In the twenty-first century, the town, with an area of 1.8 square miles, encompasses the portion of the Old Military Road once called Spielerville. The town has a mayor-council form of government. The 2010 federal census reported a population of 572, up from a 2000 census of 439.

A major in employer in Subiaco is Cloyes Gear and Products, a manufacturer of automotive timing drive systems and parts. Founded in Cleveland, Ohio, in 1929, the company located a manufacturing plant at nearby Paris. In 1987, it added a manufacturing plant at Subiaco.

In addition to businesses serving travelers, Subiaco is home to a farmers’ cooperative, two banks, and a feed mill, along with the abbey farm and other small businesses. The Lensing Brothers Company, which is owned by descendants of a family that emigrated from Germany in 1880, includes a furniture and appliance store and a lumber yard. These businesses are located on Conrad Street, the original main street of the town, in a building constructed of the same locally quarried stone as the abbey it faces across the fields.

For additional information:
Assenmacher, Hugh, OSB. A Place Called Subiaco: A History of the Benedictine Monks in Arkansas. Little Rock: Rose Publishing Company, 1977.

Logan County, Arkansas: Its History and Its People. Paris, AR: Logan County Historical Society, 1987.

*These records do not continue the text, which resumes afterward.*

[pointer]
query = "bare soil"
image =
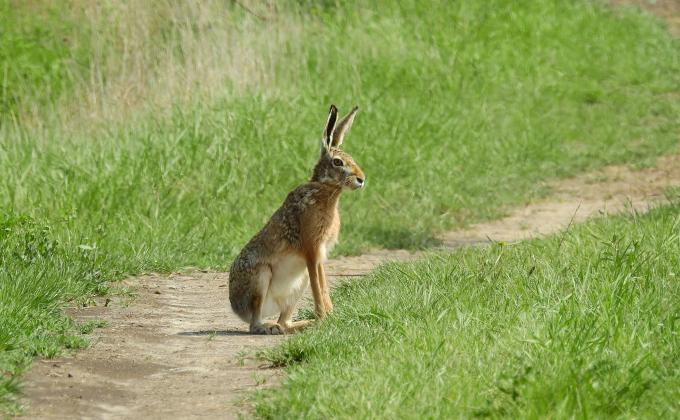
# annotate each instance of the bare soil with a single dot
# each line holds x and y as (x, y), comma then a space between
(177, 350)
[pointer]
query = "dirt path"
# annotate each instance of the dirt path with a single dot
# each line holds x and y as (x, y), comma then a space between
(177, 351)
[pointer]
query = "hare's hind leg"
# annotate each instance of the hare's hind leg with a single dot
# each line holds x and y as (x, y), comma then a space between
(286, 321)
(259, 293)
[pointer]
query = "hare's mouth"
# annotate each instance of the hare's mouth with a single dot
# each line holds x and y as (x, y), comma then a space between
(357, 183)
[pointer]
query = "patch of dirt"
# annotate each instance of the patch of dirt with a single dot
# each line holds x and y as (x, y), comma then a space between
(177, 351)
(608, 190)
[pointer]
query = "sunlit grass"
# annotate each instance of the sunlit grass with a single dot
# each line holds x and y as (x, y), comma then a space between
(164, 135)
(583, 324)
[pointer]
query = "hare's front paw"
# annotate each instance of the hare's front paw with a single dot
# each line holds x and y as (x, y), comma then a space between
(268, 328)
(328, 305)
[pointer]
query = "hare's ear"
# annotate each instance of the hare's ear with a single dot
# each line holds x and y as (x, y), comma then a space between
(342, 127)
(328, 131)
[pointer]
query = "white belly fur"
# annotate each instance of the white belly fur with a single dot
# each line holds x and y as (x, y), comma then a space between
(289, 282)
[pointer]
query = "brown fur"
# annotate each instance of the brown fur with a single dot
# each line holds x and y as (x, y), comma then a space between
(271, 267)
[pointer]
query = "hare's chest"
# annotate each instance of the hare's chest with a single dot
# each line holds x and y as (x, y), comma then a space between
(331, 237)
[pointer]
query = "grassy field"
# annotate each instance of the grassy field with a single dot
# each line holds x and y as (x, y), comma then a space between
(585, 324)
(141, 136)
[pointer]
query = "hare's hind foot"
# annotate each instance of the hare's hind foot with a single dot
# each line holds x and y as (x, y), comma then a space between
(296, 326)
(267, 328)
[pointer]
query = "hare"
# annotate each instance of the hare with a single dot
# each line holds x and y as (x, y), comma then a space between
(272, 271)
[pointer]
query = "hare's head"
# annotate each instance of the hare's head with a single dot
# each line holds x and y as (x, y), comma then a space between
(335, 166)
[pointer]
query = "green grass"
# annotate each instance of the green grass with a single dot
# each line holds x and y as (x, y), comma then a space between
(585, 324)
(465, 109)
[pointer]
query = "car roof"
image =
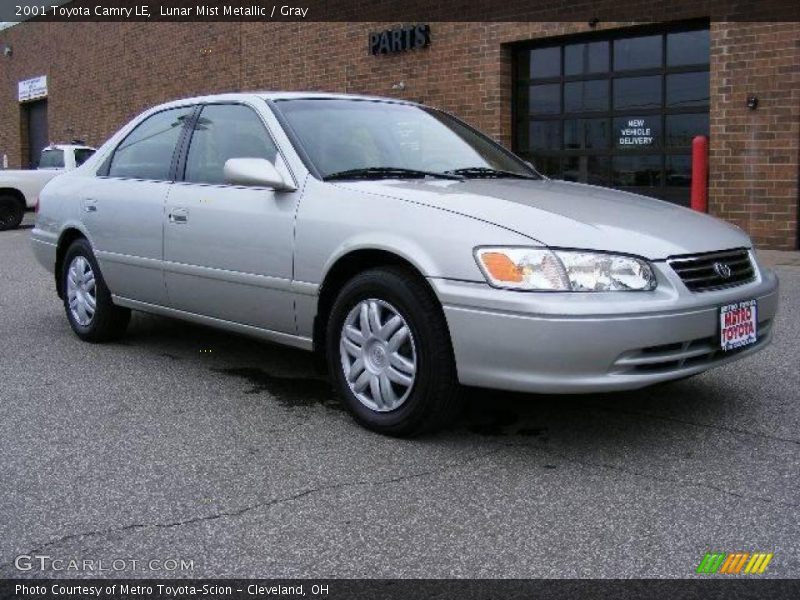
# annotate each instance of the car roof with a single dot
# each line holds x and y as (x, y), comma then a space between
(68, 146)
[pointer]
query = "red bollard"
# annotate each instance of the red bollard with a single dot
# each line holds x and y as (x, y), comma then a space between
(700, 173)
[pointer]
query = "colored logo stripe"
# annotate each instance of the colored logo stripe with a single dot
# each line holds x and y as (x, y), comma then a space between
(731, 564)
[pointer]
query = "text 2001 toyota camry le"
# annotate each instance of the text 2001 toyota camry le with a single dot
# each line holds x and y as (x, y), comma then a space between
(411, 249)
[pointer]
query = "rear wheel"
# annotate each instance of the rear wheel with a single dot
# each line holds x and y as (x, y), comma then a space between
(11, 212)
(389, 353)
(87, 301)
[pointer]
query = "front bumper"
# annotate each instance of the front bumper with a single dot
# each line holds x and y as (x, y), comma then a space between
(594, 342)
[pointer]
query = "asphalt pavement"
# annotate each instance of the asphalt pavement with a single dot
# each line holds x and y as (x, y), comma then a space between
(183, 443)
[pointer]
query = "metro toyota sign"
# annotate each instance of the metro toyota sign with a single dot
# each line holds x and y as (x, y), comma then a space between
(400, 39)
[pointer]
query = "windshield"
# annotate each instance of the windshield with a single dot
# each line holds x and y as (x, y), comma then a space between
(52, 159)
(341, 136)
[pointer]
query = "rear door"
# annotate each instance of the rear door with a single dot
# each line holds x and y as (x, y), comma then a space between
(228, 249)
(123, 209)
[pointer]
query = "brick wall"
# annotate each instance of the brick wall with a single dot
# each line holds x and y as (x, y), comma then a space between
(100, 75)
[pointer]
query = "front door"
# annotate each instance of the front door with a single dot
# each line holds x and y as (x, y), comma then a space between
(228, 249)
(36, 122)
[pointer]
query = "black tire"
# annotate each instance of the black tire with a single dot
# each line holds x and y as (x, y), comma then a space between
(109, 321)
(11, 212)
(433, 398)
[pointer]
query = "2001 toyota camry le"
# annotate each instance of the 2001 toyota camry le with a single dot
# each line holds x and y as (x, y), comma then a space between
(412, 250)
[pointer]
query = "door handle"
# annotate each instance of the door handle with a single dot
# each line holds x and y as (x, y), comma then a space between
(179, 216)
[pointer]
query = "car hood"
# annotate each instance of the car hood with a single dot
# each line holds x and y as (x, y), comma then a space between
(570, 215)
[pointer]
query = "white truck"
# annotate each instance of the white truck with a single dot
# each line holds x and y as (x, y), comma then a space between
(19, 189)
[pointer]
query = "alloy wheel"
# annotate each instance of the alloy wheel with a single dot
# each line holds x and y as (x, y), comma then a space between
(378, 355)
(81, 291)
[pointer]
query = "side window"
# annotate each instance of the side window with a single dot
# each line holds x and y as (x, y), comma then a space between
(82, 155)
(147, 151)
(52, 159)
(221, 132)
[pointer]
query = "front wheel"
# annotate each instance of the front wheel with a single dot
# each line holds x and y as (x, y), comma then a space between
(389, 353)
(11, 212)
(87, 301)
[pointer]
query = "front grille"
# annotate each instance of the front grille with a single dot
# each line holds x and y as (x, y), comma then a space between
(683, 355)
(704, 272)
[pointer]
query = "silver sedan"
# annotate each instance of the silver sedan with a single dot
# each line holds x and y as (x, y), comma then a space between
(411, 250)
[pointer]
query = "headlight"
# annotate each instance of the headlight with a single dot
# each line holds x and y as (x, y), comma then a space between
(541, 269)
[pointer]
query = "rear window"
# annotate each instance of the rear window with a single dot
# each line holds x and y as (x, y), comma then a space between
(52, 159)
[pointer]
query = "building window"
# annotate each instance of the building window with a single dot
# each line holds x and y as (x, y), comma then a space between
(618, 109)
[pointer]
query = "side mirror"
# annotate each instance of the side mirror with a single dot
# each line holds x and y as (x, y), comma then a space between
(258, 172)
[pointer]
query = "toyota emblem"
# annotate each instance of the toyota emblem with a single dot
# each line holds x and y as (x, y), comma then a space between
(722, 270)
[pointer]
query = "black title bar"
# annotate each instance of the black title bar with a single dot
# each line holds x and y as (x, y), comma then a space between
(394, 11)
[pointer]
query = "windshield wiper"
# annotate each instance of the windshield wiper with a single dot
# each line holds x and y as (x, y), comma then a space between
(487, 173)
(388, 173)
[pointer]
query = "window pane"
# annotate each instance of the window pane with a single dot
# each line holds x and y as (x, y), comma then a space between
(688, 48)
(582, 96)
(147, 151)
(681, 129)
(82, 155)
(687, 89)
(637, 133)
(590, 134)
(637, 53)
(545, 99)
(679, 171)
(222, 132)
(586, 169)
(52, 159)
(580, 59)
(545, 62)
(637, 92)
(545, 135)
(637, 171)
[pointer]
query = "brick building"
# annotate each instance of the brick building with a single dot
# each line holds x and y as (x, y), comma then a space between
(612, 103)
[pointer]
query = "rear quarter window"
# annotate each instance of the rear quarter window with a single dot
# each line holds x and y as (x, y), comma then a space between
(146, 153)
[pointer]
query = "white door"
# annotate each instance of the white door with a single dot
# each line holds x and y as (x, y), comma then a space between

Schuette, Shirley Sticht. “Strangers to the Land: The German Presence in Nineteenth-Century Arkansas.” MA thesis, University of Arkansas at Little Rock, 2005.

Shirley Sticht Schuette
Butler Center for Arkansas Studies

Comments

    I noted with interest the misspelling of my grandfather’s name in the article on Subiaco. He was listed as being named Elken. [Editor’s note: The spelling has been corrected in the article to Elsken.] The actual spelling was Elsken, and he was the responsible for the actual starting of the town of Subiaco at the request of Abbot Conrad from the Abbey in 1908-09. He brought his family from Paris where he was engaged in many businesses and built his family a home that still stands on the lot chosen by his wife. He built the first post office and general store as well as a livery stable to get the town started. The original spelling of his name was Ilsken but pronounced with an e sound and was so entered in the immigration records as Elsken. The family remained lost to their German relatives for 147 years. They searched for some Ilskens for many years for any word of this family. In 2006, one of Conrad Elsken’s granddaughters was online and came across someone from Germany looking for any “Ilskens.” She contacted them and as a result there was a four-column above-the-line story in a newspaper about Ilskens being found after 147 years.